The last bright stars were hanging low in the sky when I came up to the water hole. There was the low, questioning nicker from a horse, and a sudden movement, then silence.

My move was just as quick. Leaving the dun standing, reins trailing, I ducked off to the left where a cottonwood made a shadow on the land, and I crouched there, waiting.

Slowly, the moments passed. The dun, weary of waiting when water was so close, walked a few steps toward the hollow, holding his head off to one side to keep from stepping on the reins. This was what I had expected would happen, and what I wanted to happen. Whoever was waiting would be likely to think it was a stray horse. Or so I hoped.

The dun was all mustang, however, and not one to go right down into the hollow.
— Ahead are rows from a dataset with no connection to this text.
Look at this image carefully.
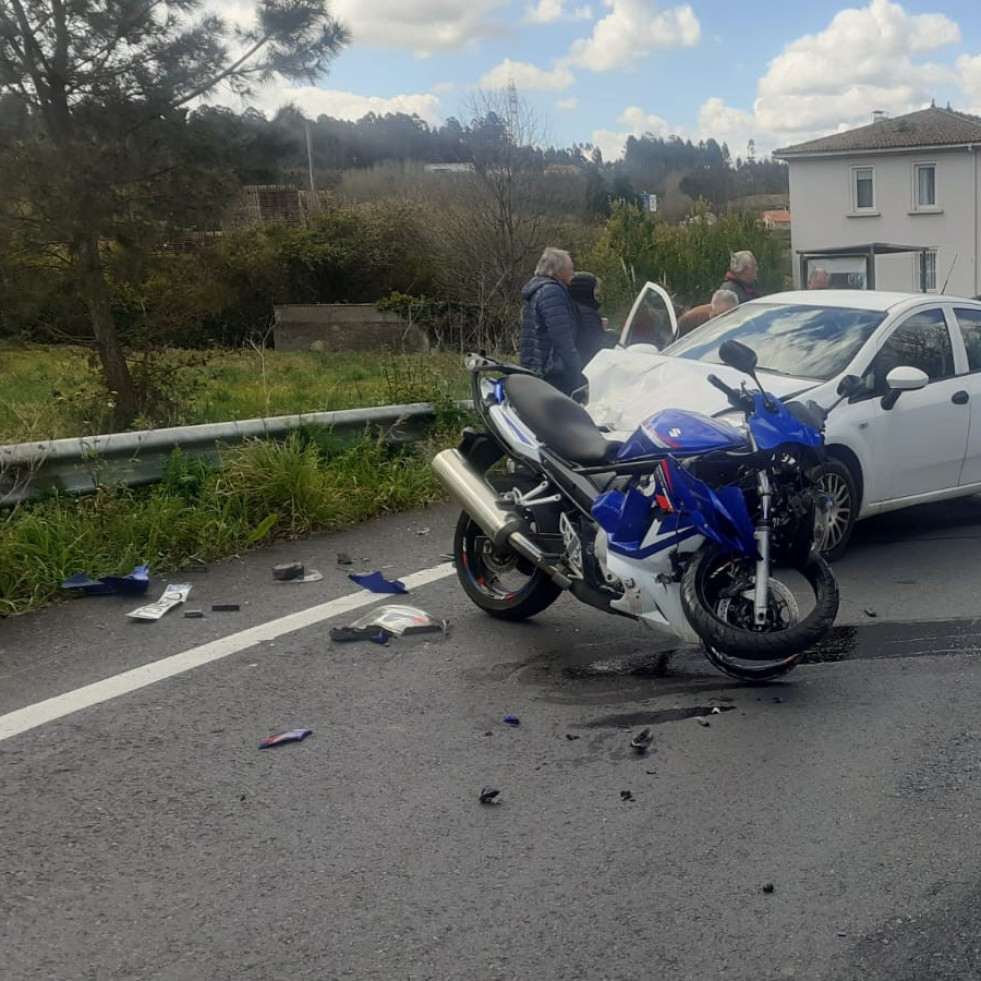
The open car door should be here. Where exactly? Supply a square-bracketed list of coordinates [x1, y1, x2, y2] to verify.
[618, 282, 678, 352]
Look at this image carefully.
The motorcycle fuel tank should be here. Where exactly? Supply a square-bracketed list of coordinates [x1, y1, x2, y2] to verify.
[617, 409, 749, 460]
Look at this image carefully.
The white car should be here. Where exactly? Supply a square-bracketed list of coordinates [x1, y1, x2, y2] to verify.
[585, 283, 981, 558]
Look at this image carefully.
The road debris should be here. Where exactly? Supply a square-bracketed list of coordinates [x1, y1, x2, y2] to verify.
[126, 582, 191, 620]
[61, 565, 150, 596]
[347, 572, 408, 593]
[259, 729, 313, 749]
[630, 728, 654, 754]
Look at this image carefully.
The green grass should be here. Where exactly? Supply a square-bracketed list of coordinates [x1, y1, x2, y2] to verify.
[0, 424, 458, 617]
[0, 342, 470, 444]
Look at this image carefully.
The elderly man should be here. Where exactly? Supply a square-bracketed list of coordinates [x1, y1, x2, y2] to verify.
[678, 289, 739, 337]
[521, 247, 583, 395]
[807, 266, 831, 290]
[720, 250, 760, 303]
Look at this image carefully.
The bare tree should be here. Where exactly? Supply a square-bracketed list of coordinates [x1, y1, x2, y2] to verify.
[0, 0, 348, 426]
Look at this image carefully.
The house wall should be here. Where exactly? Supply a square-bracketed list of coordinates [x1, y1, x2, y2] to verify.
[788, 147, 981, 296]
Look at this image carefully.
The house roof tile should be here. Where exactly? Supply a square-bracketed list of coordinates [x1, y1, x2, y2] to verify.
[773, 106, 981, 157]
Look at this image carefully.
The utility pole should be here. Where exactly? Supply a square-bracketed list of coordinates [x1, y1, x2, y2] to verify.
[303, 119, 316, 191]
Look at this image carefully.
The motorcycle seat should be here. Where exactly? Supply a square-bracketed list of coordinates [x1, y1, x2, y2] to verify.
[504, 375, 623, 466]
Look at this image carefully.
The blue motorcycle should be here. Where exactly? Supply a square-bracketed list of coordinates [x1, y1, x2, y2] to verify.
[433, 341, 861, 681]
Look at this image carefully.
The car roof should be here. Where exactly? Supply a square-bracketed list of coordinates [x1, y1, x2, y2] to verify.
[749, 290, 975, 311]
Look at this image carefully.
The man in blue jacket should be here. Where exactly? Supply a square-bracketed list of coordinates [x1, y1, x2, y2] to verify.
[521, 247, 584, 395]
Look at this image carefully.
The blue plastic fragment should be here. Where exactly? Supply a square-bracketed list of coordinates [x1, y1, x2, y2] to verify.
[348, 572, 408, 593]
[259, 729, 313, 749]
[61, 565, 150, 596]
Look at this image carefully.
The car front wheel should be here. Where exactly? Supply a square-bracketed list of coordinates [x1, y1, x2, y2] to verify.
[818, 460, 858, 562]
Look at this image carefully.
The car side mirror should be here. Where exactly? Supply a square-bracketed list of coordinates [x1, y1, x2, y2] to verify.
[882, 365, 930, 409]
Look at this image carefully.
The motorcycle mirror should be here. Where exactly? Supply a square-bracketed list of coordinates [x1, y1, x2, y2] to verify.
[719, 339, 756, 375]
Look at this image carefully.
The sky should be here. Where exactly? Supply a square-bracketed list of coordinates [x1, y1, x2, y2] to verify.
[211, 0, 981, 160]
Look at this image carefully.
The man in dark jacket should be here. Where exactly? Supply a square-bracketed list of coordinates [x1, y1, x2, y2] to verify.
[719, 251, 760, 303]
[569, 272, 617, 367]
[521, 247, 583, 395]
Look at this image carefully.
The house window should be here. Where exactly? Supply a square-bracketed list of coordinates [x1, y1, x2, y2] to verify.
[852, 167, 875, 211]
[913, 164, 937, 211]
[917, 249, 937, 293]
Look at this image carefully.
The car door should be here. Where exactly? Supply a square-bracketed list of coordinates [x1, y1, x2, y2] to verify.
[953, 303, 981, 484]
[862, 306, 971, 504]
[619, 282, 678, 351]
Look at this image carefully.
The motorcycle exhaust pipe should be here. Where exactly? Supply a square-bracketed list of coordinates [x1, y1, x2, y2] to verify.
[432, 450, 571, 589]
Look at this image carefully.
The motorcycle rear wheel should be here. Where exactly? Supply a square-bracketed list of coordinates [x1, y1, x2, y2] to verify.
[681, 546, 838, 681]
[453, 474, 562, 620]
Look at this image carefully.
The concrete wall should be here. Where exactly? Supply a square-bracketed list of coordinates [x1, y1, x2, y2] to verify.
[789, 148, 981, 296]
[273, 303, 429, 354]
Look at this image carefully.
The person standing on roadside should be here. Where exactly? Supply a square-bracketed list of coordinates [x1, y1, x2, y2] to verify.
[719, 251, 760, 303]
[569, 272, 616, 367]
[521, 246, 583, 395]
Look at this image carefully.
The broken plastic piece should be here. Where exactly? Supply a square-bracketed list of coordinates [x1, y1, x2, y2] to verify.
[347, 572, 408, 593]
[344, 604, 446, 637]
[259, 729, 313, 749]
[61, 565, 150, 596]
[126, 582, 191, 620]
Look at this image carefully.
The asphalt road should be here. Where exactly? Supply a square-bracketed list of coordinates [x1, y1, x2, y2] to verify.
[0, 499, 981, 981]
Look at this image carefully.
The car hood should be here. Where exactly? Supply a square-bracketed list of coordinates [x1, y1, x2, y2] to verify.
[585, 348, 819, 433]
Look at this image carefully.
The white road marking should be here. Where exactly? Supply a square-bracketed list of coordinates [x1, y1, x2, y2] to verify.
[0, 562, 453, 742]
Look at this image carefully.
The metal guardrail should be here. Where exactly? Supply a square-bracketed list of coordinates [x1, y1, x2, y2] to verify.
[0, 402, 472, 507]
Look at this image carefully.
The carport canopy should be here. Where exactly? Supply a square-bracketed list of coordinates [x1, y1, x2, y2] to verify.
[797, 242, 931, 290]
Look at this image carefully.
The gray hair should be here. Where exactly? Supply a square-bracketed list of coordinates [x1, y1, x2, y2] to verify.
[729, 249, 756, 273]
[711, 289, 739, 307]
[535, 246, 575, 277]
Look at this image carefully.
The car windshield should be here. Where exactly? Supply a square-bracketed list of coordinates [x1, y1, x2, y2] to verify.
[662, 303, 886, 381]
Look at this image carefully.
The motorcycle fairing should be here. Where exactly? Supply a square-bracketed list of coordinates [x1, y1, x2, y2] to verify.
[747, 392, 824, 450]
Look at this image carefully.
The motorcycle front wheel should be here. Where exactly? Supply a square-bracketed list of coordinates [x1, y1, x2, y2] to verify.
[681, 545, 838, 681]
[453, 474, 562, 620]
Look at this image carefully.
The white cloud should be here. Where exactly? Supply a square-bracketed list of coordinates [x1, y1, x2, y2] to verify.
[699, 0, 964, 155]
[524, 0, 593, 24]
[568, 0, 702, 72]
[592, 106, 677, 161]
[478, 58, 576, 91]
[330, 0, 510, 57]
[241, 85, 442, 126]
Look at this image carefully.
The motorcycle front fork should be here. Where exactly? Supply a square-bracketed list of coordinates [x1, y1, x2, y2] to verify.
[753, 470, 773, 627]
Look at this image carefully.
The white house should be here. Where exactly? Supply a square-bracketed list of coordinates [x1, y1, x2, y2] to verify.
[773, 105, 981, 296]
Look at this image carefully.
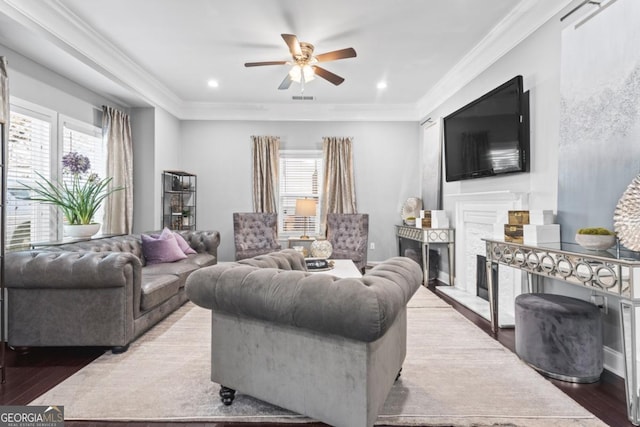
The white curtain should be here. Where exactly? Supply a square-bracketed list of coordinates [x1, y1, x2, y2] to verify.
[102, 106, 133, 234]
[251, 136, 280, 213]
[320, 137, 357, 231]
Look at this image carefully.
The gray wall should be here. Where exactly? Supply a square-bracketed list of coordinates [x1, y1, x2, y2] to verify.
[424, 2, 637, 372]
[180, 121, 421, 261]
[0, 45, 128, 127]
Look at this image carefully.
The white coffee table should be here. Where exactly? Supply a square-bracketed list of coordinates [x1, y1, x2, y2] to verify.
[309, 259, 362, 279]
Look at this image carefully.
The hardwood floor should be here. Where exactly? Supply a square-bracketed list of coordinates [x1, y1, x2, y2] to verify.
[0, 284, 632, 427]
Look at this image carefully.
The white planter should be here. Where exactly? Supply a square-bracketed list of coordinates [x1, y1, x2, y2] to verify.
[63, 223, 100, 238]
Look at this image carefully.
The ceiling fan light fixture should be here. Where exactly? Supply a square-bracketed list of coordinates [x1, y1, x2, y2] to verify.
[302, 64, 316, 82]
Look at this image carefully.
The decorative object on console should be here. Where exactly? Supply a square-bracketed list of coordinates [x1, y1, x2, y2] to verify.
[20, 151, 123, 237]
[311, 239, 333, 259]
[522, 224, 560, 245]
[402, 197, 422, 225]
[404, 216, 416, 225]
[576, 227, 616, 251]
[296, 197, 316, 239]
[416, 210, 449, 228]
[494, 210, 560, 245]
[613, 175, 640, 251]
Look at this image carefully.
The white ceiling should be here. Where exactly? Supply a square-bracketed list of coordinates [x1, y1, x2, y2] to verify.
[0, 0, 570, 120]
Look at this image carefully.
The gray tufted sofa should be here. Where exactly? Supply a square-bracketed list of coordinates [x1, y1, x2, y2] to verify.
[186, 250, 422, 427]
[5, 231, 220, 352]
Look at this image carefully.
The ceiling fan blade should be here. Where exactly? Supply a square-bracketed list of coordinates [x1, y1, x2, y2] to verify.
[280, 34, 302, 58]
[316, 47, 357, 62]
[244, 61, 287, 67]
[312, 65, 344, 86]
[278, 74, 293, 90]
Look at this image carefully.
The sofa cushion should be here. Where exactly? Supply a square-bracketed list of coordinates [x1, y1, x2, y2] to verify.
[141, 229, 187, 264]
[140, 272, 180, 312]
[186, 253, 216, 267]
[186, 251, 422, 342]
[142, 259, 200, 287]
[173, 232, 197, 255]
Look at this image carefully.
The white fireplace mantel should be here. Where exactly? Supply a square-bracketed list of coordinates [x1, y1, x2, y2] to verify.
[445, 191, 529, 323]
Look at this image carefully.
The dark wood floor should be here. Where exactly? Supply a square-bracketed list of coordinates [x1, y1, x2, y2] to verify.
[0, 285, 632, 427]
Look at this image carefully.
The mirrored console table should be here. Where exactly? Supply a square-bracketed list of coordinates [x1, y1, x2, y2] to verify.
[396, 225, 456, 286]
[483, 239, 640, 425]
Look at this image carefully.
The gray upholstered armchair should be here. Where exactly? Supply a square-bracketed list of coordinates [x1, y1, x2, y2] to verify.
[233, 212, 281, 261]
[327, 213, 369, 271]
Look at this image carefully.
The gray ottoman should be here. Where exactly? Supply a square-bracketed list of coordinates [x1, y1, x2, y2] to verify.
[515, 294, 603, 383]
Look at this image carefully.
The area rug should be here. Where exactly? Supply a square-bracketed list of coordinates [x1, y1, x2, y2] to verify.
[31, 287, 605, 427]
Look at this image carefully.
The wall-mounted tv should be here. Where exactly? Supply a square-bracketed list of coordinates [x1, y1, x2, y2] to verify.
[444, 76, 529, 182]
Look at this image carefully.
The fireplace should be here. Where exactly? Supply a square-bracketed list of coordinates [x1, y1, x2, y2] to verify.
[440, 191, 528, 324]
[476, 255, 489, 301]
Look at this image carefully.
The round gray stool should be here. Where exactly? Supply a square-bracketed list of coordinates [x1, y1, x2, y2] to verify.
[515, 294, 603, 383]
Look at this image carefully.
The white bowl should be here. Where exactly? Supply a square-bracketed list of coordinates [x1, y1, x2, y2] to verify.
[576, 234, 616, 251]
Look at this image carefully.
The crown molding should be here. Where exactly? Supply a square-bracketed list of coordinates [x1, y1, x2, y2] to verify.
[416, 0, 574, 118]
[0, 0, 182, 115]
[0, 0, 573, 121]
[178, 101, 418, 122]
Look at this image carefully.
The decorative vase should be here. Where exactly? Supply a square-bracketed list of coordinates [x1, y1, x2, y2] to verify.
[309, 240, 333, 258]
[63, 222, 100, 239]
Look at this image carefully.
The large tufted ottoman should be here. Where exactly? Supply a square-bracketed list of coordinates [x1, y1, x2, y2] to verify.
[187, 249, 422, 427]
[515, 294, 603, 383]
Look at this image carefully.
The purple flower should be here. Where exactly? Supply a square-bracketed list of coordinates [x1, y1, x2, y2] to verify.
[62, 151, 91, 175]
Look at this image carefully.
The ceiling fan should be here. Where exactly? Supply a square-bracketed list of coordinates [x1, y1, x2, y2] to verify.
[244, 34, 356, 90]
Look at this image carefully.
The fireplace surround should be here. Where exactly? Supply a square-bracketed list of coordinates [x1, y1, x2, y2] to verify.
[438, 191, 529, 326]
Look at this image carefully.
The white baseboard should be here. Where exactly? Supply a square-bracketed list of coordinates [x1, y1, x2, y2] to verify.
[603, 346, 624, 378]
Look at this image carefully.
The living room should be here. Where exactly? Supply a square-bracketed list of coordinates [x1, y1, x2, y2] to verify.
[0, 0, 637, 426]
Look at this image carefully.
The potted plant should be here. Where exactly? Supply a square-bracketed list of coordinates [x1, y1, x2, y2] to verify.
[576, 227, 616, 251]
[20, 151, 123, 237]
He pricked his ears and whinnied a bit, and from the hollow there was an answering whinny. After a moment the dun walked on, then stopped again. Only this time he stopped because he was close to somebody.

Not moving a muscle, I waited. And then I heard a low, coaxing voice. He was trying to call my horse close enough to lay hand to the reins. The dun, knowing I was out and about, was not likely to let a strange hand reach him. Had he been a stray, lost and wandering, he might have let himself be caught ... at least as long as he had that saddle on him.

Suddenly the dun shied away ... evidently the man had tried to reach for him, which meant he was growing impatient. The dun backed off a step and stood there, and I just waited. Five, maybe ten minutes went by, and then the man stepped from the darkness and reached for the reins. The horse backed off a couple of steps, and I could have kissed him, for the man went after him.

"Hold it!" I spoke loud enough for him to hear, but not too loud, and as I spoke I cocked my rifle.

He made a move as if to dive for shelter, but I spoke again, quickly. "Don't try! You ain't got a chance."

"Who are you?"

"A driftin' man. That there's my horse."

"Thought he was strayed." I had gotten to my feet and started toward him as he spoke. "Didn't see anybody around."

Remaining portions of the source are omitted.